The response to the financial crisis was a raft of new regulation aimed at reducing the risks posed by financial institutions. But now with strict new liquidity and leverage ratios, increased capital requirements, and restrictions on banking activities versus investing activities, are banks safer than they were prior to the crisis? In a paper published for the September 15 and 16, 2016 BPEA conference, Harvard’s Natasha Sarin and Larry Summers try to answer that very question.
Financial regulation since the crisis has been predicated on the notion that increasing regulatory capital, tightening leverage ratios, and imposing strict stress testing would lead to substantial declines in financial market measures of risk. Based on a study of financial institution stock price volatility, option-based estimates of future volatility, beta, credit default swaps, earnings-price ratios, and preferred stock yields, Sarin and Summers, however, have found that once all these new reforms are in place, they may not be yielding safer financial institutions. Sarin and Summers found that in practice new regulations may actually be making banks less safe.
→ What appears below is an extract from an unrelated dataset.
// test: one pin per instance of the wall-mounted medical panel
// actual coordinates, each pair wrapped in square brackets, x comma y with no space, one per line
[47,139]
The authors examined a number of explanations for this surprising conclusion. Ultimately, they determined that some assumptions upon which new financial regulations have been based were flawed or inaccurate. They determined that financial markets underestimated risk prior to the crisis and that there may have been significant distortions in measures of regulatory capital. As a result, regulatory decisions based on imprecise or flawed assumptions have created a situation where financial institutions are suffering dramatic declines in franchise value, making them more rather than less vulnerable to price shocks. The authors attribute the fall in franchise value to a variety of factors including the consequences of low interest rates, a flat yield curve for bank profitability, regulatory restrictions on bank activity, increased competition from shadow banks, and uncertainty about future regulatory actions. Underlining this finding they also found that the ratio of the market value of common equity to assets on both risk-adjusted and risk-unadjusted bases has declined significantly for most major financial institutions.
While the authors do not suggest that their findings invalidate any particular regulatory approach already taken, if their findings are validated further, they do make clear the need to reexamine the models and assumptions on which these approaches are being based and reformulate regulations accordingly.
“None of this suggests that the broad approach taken by the regulatory community in the wake of the 2008 financial crisis of increasing capital and seeking to contain risk taking was inappropriate. Indeed we have no doubt that but for Dodd Frank and regulatory actions, the financial system today would be much more fragile. However, if our findings stand up to the scrutiny of others, we believe they should be uncomfortable for most participants in debates about the future of financial regulation and supervision. They clearly call into question the view of many officials and financial sector leaders who believe that large banks are far safer today than they were a decade ago.”